Dass eine Ehe zwischen einem Mann und einer Frau besteht, ist nicht nur aufgrund der so genannten Ehe für alle keine Selbstverständlichkeit mehr. Polyamorie, die gleichzeitige partnerschaftliche Beziehung mit mehreren Menschen, ist mehr und mehr im Kommen. Einer Umfrage zufolge gaben im Jahr 2017 rund 15 Prozent der Deutschen an, dass sie sich eine Beziehung mit mehr als einem Partner vorstellen können. Einige Studien aus den USA legen nahe, dass bis zu einem Fünftel aller Amerikaner irgendwann in ihrem Leben einvernehmliche Polyamorie betrieben haben. Die Studien zeigen, dass zu einem bestimmten Zeitpunkt schätzungsweise vier bis fünf Prozent der Bevölkerung in einer einvernehmlich nicht‑monogamen Beziehung stehen.

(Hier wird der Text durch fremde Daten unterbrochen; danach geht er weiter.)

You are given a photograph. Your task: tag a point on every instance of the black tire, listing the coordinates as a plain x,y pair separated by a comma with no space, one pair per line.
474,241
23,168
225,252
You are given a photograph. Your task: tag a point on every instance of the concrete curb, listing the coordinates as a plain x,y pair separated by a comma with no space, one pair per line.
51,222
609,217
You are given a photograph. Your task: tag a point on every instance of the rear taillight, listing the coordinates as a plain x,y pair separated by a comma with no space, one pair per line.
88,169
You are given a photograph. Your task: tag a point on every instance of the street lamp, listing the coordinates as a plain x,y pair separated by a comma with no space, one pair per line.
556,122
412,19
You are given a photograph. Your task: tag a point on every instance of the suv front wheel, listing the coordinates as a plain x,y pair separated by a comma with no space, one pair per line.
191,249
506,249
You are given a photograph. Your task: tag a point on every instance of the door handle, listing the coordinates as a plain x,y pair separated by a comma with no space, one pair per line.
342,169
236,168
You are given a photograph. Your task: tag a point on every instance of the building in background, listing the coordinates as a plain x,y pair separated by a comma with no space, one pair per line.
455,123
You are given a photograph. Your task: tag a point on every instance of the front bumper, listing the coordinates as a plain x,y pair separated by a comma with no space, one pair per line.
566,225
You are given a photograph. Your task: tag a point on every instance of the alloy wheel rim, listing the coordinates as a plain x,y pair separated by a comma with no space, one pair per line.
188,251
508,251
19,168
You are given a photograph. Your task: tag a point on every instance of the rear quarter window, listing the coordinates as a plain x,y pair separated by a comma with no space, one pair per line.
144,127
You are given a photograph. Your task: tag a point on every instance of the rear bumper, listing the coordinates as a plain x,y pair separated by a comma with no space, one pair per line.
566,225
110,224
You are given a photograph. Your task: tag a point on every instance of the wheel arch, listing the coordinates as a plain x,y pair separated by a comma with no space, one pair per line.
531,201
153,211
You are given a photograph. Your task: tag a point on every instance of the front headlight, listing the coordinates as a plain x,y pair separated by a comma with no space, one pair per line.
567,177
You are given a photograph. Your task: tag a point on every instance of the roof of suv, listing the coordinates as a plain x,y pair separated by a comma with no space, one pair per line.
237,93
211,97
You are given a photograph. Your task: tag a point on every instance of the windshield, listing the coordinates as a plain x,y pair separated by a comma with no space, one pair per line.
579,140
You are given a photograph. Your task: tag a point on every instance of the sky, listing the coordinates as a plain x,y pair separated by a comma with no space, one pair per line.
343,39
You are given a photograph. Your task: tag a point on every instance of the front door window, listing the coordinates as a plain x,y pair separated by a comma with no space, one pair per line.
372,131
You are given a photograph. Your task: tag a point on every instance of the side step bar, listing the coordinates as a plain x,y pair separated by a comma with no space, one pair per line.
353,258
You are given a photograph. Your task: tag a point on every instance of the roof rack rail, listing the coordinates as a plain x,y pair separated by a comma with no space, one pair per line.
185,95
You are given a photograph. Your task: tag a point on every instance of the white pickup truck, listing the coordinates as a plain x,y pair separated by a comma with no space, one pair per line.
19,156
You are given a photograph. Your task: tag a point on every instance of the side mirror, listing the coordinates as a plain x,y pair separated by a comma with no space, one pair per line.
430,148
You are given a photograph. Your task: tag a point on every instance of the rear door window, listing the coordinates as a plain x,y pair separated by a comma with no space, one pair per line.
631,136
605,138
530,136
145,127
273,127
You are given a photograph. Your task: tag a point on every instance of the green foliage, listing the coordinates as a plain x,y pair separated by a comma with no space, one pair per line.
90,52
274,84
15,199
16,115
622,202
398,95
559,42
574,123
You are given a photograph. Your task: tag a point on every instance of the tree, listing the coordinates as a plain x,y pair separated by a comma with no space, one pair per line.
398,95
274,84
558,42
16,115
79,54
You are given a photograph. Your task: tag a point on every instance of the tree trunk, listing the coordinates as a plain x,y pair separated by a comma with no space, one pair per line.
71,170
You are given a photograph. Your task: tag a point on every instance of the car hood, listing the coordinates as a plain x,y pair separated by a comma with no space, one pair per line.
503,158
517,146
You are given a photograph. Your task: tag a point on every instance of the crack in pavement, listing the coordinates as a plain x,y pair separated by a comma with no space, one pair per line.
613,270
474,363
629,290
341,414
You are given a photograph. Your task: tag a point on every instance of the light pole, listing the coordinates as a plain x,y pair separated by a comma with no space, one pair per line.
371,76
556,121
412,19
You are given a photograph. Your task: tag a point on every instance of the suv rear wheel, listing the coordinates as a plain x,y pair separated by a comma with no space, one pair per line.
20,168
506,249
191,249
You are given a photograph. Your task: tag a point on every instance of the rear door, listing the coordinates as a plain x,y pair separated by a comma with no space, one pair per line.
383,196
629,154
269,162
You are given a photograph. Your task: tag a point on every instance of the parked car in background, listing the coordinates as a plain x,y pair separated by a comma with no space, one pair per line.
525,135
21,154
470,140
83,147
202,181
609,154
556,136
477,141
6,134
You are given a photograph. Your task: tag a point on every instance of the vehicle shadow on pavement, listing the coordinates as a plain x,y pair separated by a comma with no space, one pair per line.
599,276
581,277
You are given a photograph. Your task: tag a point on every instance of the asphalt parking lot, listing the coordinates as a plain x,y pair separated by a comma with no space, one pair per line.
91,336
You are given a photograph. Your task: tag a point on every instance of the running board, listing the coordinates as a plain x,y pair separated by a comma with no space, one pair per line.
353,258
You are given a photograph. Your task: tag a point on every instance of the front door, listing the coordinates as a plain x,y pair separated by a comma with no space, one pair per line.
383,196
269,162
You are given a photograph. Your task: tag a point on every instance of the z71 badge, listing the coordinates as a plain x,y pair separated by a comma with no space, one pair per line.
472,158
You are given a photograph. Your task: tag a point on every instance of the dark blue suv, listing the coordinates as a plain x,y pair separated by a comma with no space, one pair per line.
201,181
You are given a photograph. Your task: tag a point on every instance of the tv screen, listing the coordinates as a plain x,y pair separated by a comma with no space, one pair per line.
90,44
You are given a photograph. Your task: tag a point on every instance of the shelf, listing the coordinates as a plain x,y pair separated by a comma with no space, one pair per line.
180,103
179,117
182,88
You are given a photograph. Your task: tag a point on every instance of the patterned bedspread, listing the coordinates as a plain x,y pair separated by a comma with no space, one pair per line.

Während die Coronavirus-Pandemie und die soziale Distanzierung die Polyamorie voraussichtlich vorübergehend dämpfen werden, könnten diese Zahlen steigen, sobald die sozialen Fehlanreize beseitigt würden. Aktivisten versuchen, die entsprechenden rechtlichen und sozialen Barrieren abzubauen. Ihre Ziele scheinen dabei allmählich Gestalt anzunehmen.

Innerhalb der American Psychological Association wurde kürzlich eine Task Force für „einvernehmliche Nicht-Monogamie“ eingerichtet. Deren Co-Vorsitzender Heath Schechinger wird mit folgenden Worten zitiert:

Es gibt viele Beweise dafür, dass einvernehmliche Nicht-Monogamie eine aufstrebende Bürgerrechtsbewegung ist. Ich habe in den letzten 20 Jahren von einer Reihe von Menschen gehört, die sich für die Vielfalt der Beziehungsstrukturen einsetzen und sich darüber freuen, dass diese Sache endlich an Bedeutung gewinnt.

Laut dem Universitätspsychologen Dave Doleshal würden US-amerikanische Aktivisten bereits in mehr als einem Dutzend Kommunalverwaltungen mit gewählten Politikern zusammenarbeiten, um die lokalen Antidiskriminierungsverordnungen um eine neue geschützte Klasse, die „Beziehungsstruktur“, zu erweitern.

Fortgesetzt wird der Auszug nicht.